A sentença estabelece que a empresa deverá regularizar o número de empregados PcD em um prazo máximo de 120 dias, com metas mensais de contratação e comprovação documental dos avanços. Além disso, foi fixada uma indenização por dano moral coletivo no valor de R$ 500 mil, a ser revertida ao Fundo de Defesa de Direitos Difusos (FDD).
Conforme a ação, mesmo após reiteradas fiscalizações da Superintendência Regional do Trabalho de Santa Catarina entre 2018 e 2022, a Pif Paf manteve um déficit de 13 trabalhadores com deficiência em um quadro funcional de 787 empregados, conforme dados de agosto de 2022. A empresa também foi autuada por realizar dispensas sem substituição adequada, contrariando a legislação vigente. A Pif Paf, com matriz em Belo Horizonte, comprou o Fricasa em 2019 e fixou sua filial em Canoinhas. Muito da estrutura foi mantido e, inclusive, a razão social seguiu sendo Fricasa Alimentos, apesar de os proprietários desta marca nada mais terem a ver com a empresa.
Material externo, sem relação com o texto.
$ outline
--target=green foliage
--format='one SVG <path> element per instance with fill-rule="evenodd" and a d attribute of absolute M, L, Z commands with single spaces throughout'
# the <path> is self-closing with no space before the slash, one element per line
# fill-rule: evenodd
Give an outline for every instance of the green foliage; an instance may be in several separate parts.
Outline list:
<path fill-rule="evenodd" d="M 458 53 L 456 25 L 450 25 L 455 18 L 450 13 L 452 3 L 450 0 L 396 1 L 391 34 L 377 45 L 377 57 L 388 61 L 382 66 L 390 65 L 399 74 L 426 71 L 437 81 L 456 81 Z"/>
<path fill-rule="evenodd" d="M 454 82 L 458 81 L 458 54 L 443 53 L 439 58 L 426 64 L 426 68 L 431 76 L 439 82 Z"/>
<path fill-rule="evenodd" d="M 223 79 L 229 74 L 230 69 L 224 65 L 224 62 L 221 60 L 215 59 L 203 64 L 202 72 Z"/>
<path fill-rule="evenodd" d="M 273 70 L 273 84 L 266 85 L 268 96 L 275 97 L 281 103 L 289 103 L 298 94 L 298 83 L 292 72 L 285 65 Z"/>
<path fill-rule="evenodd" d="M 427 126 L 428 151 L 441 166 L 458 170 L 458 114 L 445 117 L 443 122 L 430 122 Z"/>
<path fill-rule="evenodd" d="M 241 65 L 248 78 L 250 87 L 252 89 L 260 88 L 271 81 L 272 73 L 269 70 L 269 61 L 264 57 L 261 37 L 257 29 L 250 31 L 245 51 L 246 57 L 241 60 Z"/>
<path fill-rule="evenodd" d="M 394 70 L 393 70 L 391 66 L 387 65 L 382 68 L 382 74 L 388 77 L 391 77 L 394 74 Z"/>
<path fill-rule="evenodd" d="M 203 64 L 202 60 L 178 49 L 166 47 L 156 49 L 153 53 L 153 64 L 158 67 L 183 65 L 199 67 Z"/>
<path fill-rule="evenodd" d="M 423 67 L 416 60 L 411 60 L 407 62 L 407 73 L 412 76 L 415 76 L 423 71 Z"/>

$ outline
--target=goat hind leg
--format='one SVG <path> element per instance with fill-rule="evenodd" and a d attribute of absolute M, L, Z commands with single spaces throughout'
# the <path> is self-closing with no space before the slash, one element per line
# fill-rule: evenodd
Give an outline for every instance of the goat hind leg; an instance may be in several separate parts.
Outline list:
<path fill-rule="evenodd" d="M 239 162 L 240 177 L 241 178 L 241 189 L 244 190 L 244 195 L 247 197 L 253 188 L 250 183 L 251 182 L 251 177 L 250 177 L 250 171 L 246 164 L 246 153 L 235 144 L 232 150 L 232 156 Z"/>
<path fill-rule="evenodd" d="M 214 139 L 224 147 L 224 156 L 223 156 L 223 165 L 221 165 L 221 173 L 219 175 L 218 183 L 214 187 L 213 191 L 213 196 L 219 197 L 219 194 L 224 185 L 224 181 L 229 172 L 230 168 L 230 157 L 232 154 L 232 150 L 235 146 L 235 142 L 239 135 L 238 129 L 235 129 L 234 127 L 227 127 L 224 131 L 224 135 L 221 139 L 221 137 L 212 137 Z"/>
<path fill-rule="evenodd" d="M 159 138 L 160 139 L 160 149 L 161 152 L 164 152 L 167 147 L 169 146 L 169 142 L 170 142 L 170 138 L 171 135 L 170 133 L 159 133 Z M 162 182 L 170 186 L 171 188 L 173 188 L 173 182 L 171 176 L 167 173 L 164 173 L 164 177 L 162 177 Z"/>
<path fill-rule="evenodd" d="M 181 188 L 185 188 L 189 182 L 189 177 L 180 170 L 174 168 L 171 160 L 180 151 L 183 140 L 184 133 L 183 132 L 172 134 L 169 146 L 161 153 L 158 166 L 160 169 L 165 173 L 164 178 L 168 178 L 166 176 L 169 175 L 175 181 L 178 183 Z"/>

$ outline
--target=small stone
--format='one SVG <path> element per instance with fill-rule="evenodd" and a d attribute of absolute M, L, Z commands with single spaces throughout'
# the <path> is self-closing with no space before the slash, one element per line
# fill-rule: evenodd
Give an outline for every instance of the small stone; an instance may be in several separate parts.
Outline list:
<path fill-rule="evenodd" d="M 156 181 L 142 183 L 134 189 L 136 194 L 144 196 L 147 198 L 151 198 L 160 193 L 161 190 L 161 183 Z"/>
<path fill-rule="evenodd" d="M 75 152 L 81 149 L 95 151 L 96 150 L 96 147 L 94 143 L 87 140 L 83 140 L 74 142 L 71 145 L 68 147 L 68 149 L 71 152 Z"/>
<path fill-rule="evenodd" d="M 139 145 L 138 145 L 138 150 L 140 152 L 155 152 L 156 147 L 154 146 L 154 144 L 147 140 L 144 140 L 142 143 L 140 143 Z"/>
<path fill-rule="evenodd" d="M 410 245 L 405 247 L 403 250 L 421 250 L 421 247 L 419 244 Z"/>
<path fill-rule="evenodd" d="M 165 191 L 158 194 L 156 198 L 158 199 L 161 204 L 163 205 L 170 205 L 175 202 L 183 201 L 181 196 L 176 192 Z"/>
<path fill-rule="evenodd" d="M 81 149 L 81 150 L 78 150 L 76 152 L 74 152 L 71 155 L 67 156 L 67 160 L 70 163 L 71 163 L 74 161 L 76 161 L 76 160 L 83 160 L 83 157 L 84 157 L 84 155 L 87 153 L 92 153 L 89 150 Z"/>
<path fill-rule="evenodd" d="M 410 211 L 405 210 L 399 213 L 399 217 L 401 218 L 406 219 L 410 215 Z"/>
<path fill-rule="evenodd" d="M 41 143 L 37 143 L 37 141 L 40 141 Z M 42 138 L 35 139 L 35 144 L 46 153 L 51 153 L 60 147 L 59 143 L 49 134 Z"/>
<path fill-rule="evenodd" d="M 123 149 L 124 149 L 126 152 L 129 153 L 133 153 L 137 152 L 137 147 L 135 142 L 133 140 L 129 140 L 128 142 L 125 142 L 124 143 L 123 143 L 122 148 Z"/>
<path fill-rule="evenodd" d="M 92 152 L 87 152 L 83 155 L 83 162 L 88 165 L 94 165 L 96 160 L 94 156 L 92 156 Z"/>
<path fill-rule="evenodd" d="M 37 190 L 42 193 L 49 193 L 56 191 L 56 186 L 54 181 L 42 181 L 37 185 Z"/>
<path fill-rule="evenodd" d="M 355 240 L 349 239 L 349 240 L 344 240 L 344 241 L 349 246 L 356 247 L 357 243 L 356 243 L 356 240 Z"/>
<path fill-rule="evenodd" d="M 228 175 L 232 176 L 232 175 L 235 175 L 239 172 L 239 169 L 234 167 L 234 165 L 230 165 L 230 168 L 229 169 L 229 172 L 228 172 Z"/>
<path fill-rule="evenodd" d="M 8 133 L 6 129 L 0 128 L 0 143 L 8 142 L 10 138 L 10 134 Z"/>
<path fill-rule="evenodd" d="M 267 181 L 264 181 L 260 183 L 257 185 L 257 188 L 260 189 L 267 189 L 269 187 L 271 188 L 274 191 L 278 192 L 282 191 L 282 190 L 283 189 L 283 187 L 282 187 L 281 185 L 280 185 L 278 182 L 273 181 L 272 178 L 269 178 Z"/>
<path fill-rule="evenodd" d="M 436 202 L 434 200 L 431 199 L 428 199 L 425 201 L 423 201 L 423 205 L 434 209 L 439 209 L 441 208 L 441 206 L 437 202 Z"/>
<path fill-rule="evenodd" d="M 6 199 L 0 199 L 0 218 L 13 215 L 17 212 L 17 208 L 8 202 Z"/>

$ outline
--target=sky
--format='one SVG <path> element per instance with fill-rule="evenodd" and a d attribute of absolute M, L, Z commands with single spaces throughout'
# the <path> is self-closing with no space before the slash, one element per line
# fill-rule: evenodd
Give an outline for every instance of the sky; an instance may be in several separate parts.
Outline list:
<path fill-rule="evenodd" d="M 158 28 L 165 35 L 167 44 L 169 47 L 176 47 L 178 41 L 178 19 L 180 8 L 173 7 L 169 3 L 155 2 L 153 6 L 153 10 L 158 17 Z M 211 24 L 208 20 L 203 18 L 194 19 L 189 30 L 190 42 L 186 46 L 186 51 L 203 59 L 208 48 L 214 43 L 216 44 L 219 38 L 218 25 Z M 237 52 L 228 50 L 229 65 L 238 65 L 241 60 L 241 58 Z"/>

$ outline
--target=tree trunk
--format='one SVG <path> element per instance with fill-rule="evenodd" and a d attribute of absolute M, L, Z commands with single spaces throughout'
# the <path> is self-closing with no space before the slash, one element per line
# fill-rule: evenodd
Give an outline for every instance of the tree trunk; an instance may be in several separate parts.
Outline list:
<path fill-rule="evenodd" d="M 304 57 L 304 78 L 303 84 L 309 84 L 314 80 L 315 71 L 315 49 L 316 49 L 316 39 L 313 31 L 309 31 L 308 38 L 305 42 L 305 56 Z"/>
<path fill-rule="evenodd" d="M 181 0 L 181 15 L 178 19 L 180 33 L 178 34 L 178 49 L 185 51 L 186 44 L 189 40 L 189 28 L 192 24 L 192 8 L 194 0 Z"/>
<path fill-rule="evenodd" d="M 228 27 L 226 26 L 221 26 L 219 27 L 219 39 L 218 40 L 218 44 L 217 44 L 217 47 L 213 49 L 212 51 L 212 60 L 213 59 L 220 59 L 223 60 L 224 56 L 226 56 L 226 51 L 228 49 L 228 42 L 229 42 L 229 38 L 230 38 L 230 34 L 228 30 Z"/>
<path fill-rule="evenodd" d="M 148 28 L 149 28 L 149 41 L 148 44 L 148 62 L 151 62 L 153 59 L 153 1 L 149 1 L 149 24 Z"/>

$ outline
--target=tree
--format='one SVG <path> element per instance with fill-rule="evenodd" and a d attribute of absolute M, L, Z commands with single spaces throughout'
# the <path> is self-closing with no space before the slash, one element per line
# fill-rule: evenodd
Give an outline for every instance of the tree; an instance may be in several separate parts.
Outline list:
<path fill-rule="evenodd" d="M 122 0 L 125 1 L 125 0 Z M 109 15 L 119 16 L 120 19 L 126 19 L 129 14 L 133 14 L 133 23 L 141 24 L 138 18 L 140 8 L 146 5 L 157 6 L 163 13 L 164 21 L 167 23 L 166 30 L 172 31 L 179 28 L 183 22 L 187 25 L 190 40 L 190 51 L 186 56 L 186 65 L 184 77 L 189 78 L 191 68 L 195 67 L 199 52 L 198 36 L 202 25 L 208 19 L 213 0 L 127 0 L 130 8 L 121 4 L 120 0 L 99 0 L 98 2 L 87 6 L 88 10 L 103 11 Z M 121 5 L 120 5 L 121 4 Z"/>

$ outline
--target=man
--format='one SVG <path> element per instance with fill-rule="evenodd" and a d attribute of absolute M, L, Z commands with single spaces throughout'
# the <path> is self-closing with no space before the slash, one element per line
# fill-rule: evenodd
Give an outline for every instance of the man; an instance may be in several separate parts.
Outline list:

O MPT argumentou que, apesar das notificações e da possibilidade de firmar um Termo de Ajustamento de Conduta (TAC), a empresa se recusou a formalizar o compromisso e não comprovou ações concretas para inclusão de PCDs, especialmente em sua unidade de Canoinhas.
DEFESA
Em sua defesa, a Pif Paf alegou dificuldades externas ao seu controle, como escassez de candidatos habilitados, recebimento de benefícios assistenciais por parte dos potenciais trabalhadores (como o BPC), e obstáculos estruturais, como transporte público deficiente e falta de acessibilidade. A empresa mencionou esforços de divulgação de vagas e parcerias com entidades como a Associação Catarinense de Deficientes (ACD), o Serviço Nacional do Emprego (Sine) e o Centro de Referência de Apoio Social (Cras) local. No entanto, a sentença destacou que as iniciativas da empresa foram pontuais, não configurando uma política estruturada de inclusão. Relatórios e depoimentos confirmaram que os contatos com candidatos PcD foram esporádicos e sem detalhamento claro das vagas ou locais de trabalho. A prefeitura de Canoinhas informou que não havia parcerias formais com a empresa, e a ACD relatou ter encaminhado 19 candidatos, dos quais apenas três foram contratados.
MEDIDAS
A sentença considerou os pedidos do MPT procedentes e condenou a Pif Paf às seguintes obrigações:
• Regularizar o número de empregados PcD conforme a cota legal no prazo de 120 dias, com metas mensais de 25% do déficit;
• Manter, de forma contínua, o percentual legal mínimo de empregados PcD;
• Não dispensar trabalhadores PcD sem a contratação prévia de substituto em condição equivalente;
• Enviar relatórios mensais ao juízo com comprovação das medidas adotadas;
• Pagar R$ 500 mil por dano moral coletivo;
• Arcar com multa diária de R$ 5 mil por trabalhador não contratado para atingir a cota e R$ 50 mil por dispensa irregular.